La procédure collective ouverte à l’encontre du constructeur n’a pas pour effet de rendre exigible une créance qui ne l’était pas au regard du droit commun du contrat. La cour précise que l’ouverture de la procédure collective est  » sans incidence sur l’exigibilité de la facture « . Cette position s’inscrit dans la logique protectrice des maîtres d’ouvrage. En matière de procédure collective, le liquidateur doit justifier de l’existence et de l’exigibilité de la créance pour l’inscrire au passif. Comme le rappelle une jurisprudence constante, le juge ne peut que  » fixer des créances «  lorsque le débiteur est en liquidation judiciaire (Cour d’appel d’Aix-en-Provence, 21 février 2025, n°19/07250). En l’espèce, à défaut de démonstration de l’achèvement des murs, la créance n’était pas exigible, de sorte que le liquidateur ne pouvait en réclamer le paiement aux maîtres d’ouvrage. La cour fixe en conséquence les dépens et une somme de 2 000 euros au titre de l’article 700 du code de procédure civile au passif de la liquidation judiciaire.

Jurisprudences utilisées pour enrichir le commentaire

Fondements juridiques

Article 1240 du Code civil En vigueur

Tout fait quelconque de l’homme, qui cause à autrui un dommage, oblige celui par la faute duquel il est arrivé à le réparer.

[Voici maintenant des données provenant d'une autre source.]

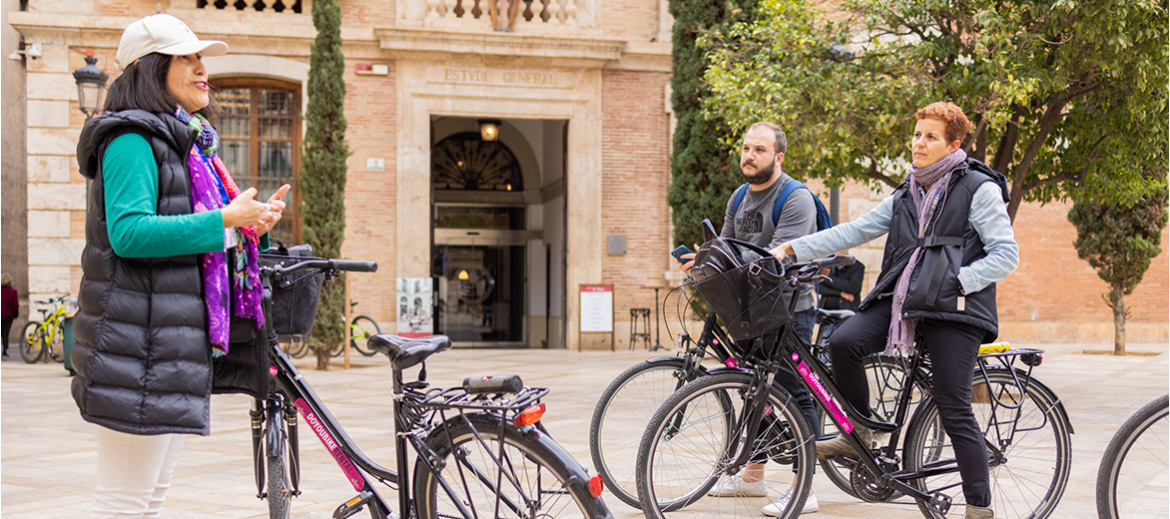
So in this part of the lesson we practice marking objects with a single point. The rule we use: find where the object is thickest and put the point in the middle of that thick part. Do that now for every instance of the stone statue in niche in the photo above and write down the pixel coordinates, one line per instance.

Article R. 231-7 du Code de la construction et de l’habitation En vigueur

I.-Le pourcentage maximum du prix convenu, exigible aux différents stades de la construction d’après l’état d’avancement des travaux, est fixé, par application du troisième alinéa de l’article L. 242-2, de la manière suivante :

15 % à l’ouverture du chantier, pourcentage incluant éventuellement celui du dépôt de garantie ;

25 % à l’achèvement des fondations ;

40 % à l’achèvement des murs ;

60 % à la mise hors d’eau ;

75 % à l’achèvement des cloisons et à la mise hors d’air ;

95 % à l’achèvement des travaux d’équipement, de plomberie, de menuiserie, de chauffage et de revêtements extérieurs.

II.-Le solde du prix est payable dans les conditions suivantes :

1. Lorsque le maître de l’ouvrage se fait assister, lors de la réception, par un professionnel mentionné à l’article L. 231-8, à la levée des réserves qui ont été formulées à la réception ou, si aucune réserve n’a été formulée, à l’issue de la réception ;

2. Lorsque le maître de l’ouvrage ne se fait pas assister par un professionnel pour la réception, dans les huit jours qui suivent la remise des clés consécutive à la réception, si aucune réserve n’a été formulée, ou, si des réserves ont été formulées, à la levée de celles-ci.

Dans le cas où des réserves sont formulées, une somme au plus égale à 5 % du prix convenu est, jusqu’à la levée des réserves, consignée entre les mains d’un consignataire accepté par les deux parties ou, à défaut, désigné par le président du tribunal judiciaire.

Article 700 du Code de procédure civile En vigueur

Le juge condamne la partie tenue aux dépens ou qui perd son procès à payer :

1° A l’autre partie la somme qu’il détermine, au titre des frais exposés et non compris dans les dépens ;

2° Et, le cas échéant, à l’avocat du bénéficiaire de l’aide juridictionnelle partielle ou totale une somme au titre des honoraires et frais, non compris dans les dépens, que le bénéficiaire de l’aide aurait exposés s’il n’avait pas eu cette aide. Dans ce cas, il est procédé comme il est dit aux alinéas 3 et 4 de l’article 37 de la loi n° 91-647 du 10 juillet 1991 .

Dans tous les cas, le juge tient compte de l’équité ou de la situation économique de la partie condamnée. Il peut, même d’office, pour des raisons tirées des mêmes considérations, dire qu’il n’y a pas lieu à ces condamnations.

Les parties peuvent produire les justificatifs des sommes qu’elles demandent.

La somme allouée au titre du 2° ne peut être inférieure à la part contributive de l’Etat majorée de 50 %.